Multi-scale fusion semantic enhancement network for medical image segmentation.
Journal:
Scientific reports
Published Date:
Jul 2, 2025
Abstract
The application of sophisticated computer vision techniques for medical image segmentation (MIS) plays a vital role in clinical diagnosis and treatment. Although Transformer-based models are effective at capturing global context, they are often ineffective at dealing with local feature dependencies. In order to improve this problem, we design a Multi-scale Fusion and Semantic Enhancement Network (MFSE-Net) for endoscopic image segmentation, which aims to capture global information and enhance detailed information. MFSE-Net uses a dual encoder architecture, with PVTv2 as the primary encoder to capture global features and CNNs as the secondary encoder to capture local details.
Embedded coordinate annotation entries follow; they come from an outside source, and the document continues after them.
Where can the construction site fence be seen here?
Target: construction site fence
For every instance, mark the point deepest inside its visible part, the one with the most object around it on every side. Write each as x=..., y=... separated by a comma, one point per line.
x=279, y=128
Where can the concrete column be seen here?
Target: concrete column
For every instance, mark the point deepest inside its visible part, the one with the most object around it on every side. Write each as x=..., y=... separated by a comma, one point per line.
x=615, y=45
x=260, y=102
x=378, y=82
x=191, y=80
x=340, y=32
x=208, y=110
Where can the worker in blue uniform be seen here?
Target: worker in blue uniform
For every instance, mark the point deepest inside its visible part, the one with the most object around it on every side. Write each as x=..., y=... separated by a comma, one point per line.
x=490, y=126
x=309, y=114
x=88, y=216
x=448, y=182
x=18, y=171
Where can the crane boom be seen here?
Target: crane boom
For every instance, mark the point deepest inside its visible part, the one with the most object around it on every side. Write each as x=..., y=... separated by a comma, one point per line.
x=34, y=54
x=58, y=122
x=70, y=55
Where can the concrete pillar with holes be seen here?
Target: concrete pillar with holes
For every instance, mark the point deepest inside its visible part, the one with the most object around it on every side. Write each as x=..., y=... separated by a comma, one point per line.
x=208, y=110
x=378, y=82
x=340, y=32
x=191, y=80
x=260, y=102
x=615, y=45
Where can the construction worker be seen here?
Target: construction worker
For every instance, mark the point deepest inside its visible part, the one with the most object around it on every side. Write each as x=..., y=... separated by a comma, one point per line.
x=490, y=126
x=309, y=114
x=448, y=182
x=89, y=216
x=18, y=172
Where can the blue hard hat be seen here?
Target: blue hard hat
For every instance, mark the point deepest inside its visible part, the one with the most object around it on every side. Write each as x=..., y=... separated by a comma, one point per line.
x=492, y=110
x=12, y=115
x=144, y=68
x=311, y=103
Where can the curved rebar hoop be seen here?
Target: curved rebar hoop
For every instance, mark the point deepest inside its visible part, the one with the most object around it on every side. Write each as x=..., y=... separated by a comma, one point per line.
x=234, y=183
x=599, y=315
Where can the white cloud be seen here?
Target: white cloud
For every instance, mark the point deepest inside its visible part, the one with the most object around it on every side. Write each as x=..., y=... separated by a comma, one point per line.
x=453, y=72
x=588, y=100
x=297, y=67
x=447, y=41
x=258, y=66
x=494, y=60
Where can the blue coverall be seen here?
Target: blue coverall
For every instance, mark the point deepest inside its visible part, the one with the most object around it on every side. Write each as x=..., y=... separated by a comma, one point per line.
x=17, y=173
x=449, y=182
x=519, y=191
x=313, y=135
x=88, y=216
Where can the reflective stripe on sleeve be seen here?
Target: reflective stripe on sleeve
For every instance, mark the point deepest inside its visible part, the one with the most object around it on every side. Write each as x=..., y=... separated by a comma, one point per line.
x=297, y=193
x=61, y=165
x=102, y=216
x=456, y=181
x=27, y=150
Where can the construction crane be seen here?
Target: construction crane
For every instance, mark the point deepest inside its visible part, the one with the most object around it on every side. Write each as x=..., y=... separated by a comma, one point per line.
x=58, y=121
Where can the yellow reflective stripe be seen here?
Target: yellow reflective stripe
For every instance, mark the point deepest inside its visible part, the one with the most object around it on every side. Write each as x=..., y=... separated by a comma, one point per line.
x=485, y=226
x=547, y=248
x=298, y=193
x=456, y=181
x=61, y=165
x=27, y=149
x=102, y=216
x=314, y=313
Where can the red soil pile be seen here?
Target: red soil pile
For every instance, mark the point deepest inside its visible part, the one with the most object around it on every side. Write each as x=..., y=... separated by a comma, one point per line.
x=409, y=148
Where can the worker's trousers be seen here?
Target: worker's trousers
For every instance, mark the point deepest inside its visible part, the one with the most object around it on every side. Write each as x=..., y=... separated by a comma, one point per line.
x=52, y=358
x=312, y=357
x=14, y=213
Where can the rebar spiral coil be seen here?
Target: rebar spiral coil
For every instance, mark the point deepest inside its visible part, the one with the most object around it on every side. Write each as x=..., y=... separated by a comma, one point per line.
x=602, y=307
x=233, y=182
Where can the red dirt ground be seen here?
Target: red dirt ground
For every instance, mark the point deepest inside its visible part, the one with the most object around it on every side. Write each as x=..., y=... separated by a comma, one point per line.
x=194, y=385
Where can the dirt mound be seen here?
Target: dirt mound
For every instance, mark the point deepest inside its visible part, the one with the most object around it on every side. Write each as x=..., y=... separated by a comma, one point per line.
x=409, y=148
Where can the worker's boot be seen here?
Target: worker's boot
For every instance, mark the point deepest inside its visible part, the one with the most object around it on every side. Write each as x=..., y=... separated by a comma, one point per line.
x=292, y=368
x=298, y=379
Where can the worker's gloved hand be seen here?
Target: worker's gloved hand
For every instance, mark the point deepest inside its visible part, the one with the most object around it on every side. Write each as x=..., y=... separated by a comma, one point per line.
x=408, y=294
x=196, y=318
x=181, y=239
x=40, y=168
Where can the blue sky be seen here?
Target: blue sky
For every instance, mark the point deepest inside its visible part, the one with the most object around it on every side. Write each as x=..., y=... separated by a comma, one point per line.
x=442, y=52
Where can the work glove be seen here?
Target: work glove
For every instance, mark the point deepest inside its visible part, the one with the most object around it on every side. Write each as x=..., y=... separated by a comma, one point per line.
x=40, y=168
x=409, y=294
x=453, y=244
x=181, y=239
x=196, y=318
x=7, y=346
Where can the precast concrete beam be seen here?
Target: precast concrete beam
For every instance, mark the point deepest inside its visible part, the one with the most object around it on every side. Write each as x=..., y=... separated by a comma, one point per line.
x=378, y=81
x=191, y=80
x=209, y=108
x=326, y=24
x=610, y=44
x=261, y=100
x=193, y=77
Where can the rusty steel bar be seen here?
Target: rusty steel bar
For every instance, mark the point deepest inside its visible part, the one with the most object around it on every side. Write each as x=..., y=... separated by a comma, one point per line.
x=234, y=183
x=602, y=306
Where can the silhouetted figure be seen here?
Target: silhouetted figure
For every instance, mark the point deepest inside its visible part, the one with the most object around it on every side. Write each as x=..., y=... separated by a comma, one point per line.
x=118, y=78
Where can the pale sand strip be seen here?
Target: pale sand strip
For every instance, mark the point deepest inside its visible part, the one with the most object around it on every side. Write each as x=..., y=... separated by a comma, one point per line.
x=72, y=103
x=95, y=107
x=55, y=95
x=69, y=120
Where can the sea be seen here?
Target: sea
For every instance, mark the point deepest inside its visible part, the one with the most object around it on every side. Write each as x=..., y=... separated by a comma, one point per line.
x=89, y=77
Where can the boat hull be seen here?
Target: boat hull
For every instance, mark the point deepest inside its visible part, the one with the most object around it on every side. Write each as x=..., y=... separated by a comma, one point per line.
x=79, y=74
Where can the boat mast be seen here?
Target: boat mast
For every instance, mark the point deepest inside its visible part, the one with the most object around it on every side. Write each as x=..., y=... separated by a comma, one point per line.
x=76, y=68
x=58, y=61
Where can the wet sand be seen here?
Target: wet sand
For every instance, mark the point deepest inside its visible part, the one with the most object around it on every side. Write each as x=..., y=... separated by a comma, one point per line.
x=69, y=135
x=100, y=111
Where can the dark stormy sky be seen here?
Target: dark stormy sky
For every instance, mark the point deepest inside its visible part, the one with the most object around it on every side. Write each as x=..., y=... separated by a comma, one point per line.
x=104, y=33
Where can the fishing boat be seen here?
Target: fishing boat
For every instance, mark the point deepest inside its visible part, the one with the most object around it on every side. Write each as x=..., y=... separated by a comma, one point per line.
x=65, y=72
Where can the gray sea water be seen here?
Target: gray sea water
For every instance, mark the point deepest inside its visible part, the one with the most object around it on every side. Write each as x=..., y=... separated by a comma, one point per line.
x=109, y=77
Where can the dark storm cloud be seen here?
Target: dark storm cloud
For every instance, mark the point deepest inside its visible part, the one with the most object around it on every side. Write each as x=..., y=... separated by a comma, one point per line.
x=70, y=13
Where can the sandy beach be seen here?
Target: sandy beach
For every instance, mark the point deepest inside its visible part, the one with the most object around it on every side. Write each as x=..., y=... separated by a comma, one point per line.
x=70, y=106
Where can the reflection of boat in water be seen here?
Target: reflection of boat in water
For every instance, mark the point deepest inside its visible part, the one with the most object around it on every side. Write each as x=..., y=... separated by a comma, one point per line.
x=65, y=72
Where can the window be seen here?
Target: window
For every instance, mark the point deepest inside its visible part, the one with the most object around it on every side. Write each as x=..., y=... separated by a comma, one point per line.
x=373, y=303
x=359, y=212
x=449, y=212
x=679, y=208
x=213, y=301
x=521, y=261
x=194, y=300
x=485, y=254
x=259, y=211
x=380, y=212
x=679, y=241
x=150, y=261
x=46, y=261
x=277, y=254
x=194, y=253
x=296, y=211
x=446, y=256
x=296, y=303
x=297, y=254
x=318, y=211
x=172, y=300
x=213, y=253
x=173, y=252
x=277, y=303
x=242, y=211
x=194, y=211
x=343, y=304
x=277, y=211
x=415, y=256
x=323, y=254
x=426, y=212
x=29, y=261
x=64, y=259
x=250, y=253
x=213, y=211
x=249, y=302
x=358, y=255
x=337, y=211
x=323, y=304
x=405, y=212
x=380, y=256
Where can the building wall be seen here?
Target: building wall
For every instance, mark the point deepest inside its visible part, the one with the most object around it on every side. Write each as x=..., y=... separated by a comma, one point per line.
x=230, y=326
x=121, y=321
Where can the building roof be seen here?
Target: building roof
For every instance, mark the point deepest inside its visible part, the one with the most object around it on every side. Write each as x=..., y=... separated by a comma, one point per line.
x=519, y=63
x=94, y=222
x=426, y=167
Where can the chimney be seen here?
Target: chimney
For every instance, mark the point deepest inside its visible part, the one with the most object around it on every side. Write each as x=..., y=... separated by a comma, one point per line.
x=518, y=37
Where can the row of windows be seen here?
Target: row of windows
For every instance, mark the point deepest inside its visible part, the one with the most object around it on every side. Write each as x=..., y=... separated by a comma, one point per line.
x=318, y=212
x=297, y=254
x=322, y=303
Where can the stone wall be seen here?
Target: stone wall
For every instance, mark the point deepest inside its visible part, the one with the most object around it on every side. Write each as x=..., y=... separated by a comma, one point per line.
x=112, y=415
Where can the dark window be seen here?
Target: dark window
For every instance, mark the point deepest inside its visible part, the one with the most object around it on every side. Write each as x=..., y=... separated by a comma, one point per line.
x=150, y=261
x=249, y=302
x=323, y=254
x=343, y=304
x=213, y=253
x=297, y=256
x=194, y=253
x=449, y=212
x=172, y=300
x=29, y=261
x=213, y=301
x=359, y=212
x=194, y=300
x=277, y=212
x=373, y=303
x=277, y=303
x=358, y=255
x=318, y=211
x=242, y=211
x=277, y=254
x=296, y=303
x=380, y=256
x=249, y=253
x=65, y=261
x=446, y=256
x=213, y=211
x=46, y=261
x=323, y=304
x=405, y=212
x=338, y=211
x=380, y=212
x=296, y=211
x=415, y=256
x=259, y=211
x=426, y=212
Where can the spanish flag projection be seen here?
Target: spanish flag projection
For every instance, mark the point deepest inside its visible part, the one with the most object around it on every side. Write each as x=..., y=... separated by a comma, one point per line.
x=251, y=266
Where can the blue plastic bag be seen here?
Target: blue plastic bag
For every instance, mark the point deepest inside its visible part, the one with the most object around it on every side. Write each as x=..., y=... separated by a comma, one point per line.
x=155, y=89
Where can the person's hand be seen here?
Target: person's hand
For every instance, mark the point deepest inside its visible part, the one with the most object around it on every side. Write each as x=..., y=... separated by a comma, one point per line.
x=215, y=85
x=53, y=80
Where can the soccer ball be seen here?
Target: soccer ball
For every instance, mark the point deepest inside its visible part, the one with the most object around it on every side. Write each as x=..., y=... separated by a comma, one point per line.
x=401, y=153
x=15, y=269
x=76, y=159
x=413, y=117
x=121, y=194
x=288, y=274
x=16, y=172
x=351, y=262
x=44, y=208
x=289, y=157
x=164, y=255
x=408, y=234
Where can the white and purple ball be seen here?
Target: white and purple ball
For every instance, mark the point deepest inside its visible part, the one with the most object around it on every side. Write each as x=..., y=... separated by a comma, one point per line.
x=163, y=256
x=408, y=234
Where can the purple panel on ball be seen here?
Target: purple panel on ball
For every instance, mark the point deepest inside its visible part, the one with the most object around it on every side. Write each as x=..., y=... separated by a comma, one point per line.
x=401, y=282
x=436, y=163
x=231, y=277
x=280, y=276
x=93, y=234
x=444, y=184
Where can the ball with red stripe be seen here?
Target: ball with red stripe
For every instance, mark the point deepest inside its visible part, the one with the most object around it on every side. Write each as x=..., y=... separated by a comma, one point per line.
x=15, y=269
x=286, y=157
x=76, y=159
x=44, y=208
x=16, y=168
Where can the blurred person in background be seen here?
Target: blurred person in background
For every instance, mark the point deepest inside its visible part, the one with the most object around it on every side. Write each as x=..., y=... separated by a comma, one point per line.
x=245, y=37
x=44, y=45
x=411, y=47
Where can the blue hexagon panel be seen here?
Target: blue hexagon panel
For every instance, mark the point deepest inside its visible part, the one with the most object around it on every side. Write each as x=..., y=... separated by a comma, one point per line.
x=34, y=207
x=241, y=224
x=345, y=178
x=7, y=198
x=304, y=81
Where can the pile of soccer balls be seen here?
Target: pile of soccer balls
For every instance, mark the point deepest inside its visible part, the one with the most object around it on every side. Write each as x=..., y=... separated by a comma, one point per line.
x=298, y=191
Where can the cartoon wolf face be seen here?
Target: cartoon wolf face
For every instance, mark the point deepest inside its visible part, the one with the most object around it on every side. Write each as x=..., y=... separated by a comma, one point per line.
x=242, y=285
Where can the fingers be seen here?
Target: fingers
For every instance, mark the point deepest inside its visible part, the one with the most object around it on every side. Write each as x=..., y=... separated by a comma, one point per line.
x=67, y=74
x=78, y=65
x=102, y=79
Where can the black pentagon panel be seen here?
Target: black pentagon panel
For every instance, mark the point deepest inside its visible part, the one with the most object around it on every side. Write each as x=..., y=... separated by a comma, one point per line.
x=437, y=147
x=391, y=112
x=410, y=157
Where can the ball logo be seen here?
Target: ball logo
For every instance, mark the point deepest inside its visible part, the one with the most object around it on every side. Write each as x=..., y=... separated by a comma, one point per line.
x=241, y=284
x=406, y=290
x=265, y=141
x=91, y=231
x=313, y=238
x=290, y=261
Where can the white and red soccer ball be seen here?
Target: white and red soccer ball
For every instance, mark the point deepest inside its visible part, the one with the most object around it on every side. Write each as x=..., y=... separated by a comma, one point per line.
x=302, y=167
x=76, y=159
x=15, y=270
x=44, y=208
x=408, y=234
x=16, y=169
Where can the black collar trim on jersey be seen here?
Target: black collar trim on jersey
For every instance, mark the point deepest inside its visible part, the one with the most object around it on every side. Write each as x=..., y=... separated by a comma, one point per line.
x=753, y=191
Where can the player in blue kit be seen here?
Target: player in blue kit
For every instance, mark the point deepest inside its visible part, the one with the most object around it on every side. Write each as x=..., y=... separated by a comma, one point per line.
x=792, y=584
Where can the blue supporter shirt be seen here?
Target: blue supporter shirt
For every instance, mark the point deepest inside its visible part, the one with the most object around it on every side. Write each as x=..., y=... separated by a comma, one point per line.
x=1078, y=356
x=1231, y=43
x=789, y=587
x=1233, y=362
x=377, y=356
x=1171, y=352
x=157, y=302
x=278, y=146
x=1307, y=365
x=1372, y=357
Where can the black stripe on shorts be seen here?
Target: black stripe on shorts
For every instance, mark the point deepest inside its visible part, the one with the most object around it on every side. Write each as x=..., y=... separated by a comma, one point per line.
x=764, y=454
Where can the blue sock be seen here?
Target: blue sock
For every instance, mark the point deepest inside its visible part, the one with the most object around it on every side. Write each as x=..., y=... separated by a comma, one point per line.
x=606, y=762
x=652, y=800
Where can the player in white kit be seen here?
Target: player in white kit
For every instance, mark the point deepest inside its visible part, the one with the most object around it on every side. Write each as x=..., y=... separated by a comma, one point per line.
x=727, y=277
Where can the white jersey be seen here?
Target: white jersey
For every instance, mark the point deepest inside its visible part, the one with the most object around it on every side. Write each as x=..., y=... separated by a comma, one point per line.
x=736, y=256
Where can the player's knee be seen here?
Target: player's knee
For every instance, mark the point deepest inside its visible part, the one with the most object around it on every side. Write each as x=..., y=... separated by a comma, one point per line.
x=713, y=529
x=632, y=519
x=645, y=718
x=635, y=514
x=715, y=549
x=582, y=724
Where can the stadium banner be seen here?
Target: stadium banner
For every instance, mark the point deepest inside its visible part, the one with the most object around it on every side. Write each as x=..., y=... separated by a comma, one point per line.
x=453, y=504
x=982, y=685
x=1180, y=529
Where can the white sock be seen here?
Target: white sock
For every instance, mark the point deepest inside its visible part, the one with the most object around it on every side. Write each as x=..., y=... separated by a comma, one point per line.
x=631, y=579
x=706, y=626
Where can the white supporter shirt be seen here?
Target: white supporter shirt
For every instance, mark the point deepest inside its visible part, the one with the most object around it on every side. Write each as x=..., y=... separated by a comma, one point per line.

The main encoder includes the LGDA (Large-kernel Grouped Deformable Attention) module for filtering noise and enhancing the semantic extraction of the four hierarchical features. The auxiliary encoder leverages the MLCF (Multi-Layered Cross-attention Fusion) module to integrate high-level semantic data from the deep CNN with fine spatial details from the shallow layers, enhancing the precision of boundaries and positioning. On the decoder side, we have introduced the PSE (Parallel Semantic Enhancement) module, which embeds the boundary and position information of the secondary encoder into the output characteristics of the backbone network. In the multi-scale decoding process, we also add SAM (Scale Aware Module) to recover global semantic information and offset for the loss of boundary details. Extensive experiments have shown that MFSE-Net overwhelmingly outperforms SOTA on the renal tumor and polyp datasets.